Les pompiers ont vite évacué les quelque 106 blessés, dont 17 graves, vers l'hôtel Thon, transformé en centre de triage pour l'occasion, et vers une autre clinique de fortune, campée dans une rue avoisinante. «Les services de secours ont installé leur centre d'opérations à l'hôtel. Je dirais qu'une quarantaine de blessés ont été amenés chez nous avant d'être envoyés dans les hôpitaux», a précisé Hans Van der biesen.

Estimant que lui et son personnel n'ont fait «que leur travail», l'hôtelier se dit néanmoins heureux de voir qu'aucun de ses employés n'a pris ses jambes à son cou. «Quand on est témoin d'un événement comme ça, on doit agir. Disons qu'on ne s'attendait pas à avoir une journée comme ça quand nous sommes arrivés au travail», a dit le directeur général, en remerciant le ciel que ses employés et ses clients soient tous sains et saufs.

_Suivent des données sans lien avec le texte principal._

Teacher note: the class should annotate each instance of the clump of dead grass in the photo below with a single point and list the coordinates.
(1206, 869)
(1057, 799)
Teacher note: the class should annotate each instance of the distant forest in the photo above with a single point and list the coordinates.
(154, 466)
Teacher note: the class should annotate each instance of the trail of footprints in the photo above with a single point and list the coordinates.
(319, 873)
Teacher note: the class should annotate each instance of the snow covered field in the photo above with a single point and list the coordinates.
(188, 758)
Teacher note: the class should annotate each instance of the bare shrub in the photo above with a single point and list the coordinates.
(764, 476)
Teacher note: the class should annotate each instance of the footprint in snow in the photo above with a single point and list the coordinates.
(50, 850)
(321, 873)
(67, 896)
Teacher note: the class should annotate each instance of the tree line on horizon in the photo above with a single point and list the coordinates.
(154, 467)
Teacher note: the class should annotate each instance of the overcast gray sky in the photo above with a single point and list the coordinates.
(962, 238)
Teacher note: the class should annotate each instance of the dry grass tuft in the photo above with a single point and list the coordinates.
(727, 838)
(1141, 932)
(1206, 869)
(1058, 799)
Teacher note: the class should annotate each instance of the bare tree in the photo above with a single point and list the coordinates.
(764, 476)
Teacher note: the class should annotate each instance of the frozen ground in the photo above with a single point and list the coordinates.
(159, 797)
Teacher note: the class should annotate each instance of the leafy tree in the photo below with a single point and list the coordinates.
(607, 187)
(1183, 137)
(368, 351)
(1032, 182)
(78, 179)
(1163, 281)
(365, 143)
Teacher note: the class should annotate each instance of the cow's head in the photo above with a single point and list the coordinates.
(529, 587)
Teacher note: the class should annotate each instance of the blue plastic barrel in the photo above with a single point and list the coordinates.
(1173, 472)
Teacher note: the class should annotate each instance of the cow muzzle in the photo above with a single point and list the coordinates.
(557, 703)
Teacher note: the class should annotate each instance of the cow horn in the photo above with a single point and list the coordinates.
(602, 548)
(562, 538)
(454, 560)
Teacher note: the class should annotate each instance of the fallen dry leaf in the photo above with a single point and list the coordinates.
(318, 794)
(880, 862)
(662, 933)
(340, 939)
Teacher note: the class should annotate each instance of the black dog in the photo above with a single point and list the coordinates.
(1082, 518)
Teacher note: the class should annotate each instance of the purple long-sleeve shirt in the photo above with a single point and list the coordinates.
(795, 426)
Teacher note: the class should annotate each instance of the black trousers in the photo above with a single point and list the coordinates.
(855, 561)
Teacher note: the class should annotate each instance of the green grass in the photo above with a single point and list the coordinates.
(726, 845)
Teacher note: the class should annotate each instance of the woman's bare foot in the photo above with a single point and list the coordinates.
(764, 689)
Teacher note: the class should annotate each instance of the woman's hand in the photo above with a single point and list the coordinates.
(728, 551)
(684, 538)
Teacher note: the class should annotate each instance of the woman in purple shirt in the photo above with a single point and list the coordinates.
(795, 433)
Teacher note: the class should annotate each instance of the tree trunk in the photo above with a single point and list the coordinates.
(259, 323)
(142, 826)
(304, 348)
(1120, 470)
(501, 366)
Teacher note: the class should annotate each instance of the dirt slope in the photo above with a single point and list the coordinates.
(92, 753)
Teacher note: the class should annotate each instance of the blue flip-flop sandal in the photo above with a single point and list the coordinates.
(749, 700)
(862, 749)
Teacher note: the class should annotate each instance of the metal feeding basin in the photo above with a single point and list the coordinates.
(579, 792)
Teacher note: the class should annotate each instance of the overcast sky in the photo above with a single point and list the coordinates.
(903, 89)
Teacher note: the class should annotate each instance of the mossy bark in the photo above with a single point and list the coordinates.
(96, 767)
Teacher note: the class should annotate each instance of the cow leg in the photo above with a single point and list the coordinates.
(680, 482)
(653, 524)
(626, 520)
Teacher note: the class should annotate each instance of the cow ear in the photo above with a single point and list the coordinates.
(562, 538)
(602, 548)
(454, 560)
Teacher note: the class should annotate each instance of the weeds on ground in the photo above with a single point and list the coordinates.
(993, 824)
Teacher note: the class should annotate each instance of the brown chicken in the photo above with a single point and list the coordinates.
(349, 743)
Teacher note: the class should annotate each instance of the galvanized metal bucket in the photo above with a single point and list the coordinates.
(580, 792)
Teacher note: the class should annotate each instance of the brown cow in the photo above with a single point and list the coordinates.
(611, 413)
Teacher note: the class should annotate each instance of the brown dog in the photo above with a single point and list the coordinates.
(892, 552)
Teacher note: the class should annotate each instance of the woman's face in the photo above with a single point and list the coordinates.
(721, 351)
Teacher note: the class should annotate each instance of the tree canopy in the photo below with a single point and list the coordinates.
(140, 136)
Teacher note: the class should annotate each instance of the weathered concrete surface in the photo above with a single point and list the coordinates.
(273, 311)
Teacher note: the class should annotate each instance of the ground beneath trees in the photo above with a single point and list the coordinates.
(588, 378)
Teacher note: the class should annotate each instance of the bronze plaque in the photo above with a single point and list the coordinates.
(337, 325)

À midi, soit à peine trois heures après l'attentat, tout était rentré dans l'ordre dans l'hôtel, et des psychologues se chargeaient de faire le suivi avec les témoins de la tragédie.

L'Union européenne visée

Le quartier européen est cependant touché au coeur. Selon une restauratrice jointe par La Presse, il fait peu de doute qu'en visant la station de métro Maelbeek, c'est à l'Europe unie que s'en prenaient les terroristes. Près du métro, on retrouve l'édifice principal de la Commission européenne, ainsi qu'une myriade d'institutions liées à l'Union européenne. «Nous sommes visés. L'Union européenne est visée», a dit à La Presse hier matin Dobra Keisi, jointe dans le restaurant italien de sa famille, Il Buongustaio, situé à moins de 250 mètres du métro.

Jean Quatremer, journaliste de Libération à Bruxelles, partage ce point de vue. Le reporter croit même que les terroristes visaient la station Schuman, principale station du quartier européen, tout récemment rénovée. «Mais selon des témoins à qui j'ai parlé, les autorités avaient fermé la station après l'attentat de l'aéroport. Ça aurait été un symbole très fort de se faire exploser à Schuman», a dit M. Quatremer, en notant que la station Maelbeek est la deuxième station en importance du quartier européen.

Hier, cette partie de la ville, habituellement grouillante de fonctionnaires et de politiciens européens, a été désertée. En matinée, la Commission européenne a demandé à ses employés de rester chez eux ou de se terrer dans leurs bureaux. En après-midi, alors que la vie reprenait lentement son cours, les drapeaux bleus et étoilés ont tous été mis en berne.

Un quartier sécurisé

Depuis les attentats de Paris en novembre dernier, qui ont mené à d'importantes chasses à l'homme à Bruxelles, notamment dans le quartier Molenbeek, la ville était sur les dents. Dans le quartier européen, des militaires étaient campés devant les grandes institutions, selon des témoins.

Vendredi dernier, quand des membres présumés du groupe État islamique ont été arrêtés à Bruxelles, de nombreux résidants de la ville ont poussé un soupir de soulagement. Salah Abdeslam - recherché pour son rôle dans les attentats de Paris - était parmi eux. «On pensait qu'après son arrestation, ça allait se calmer à Bruxelles, a affirmé Mme Keisi. C'était une farce.»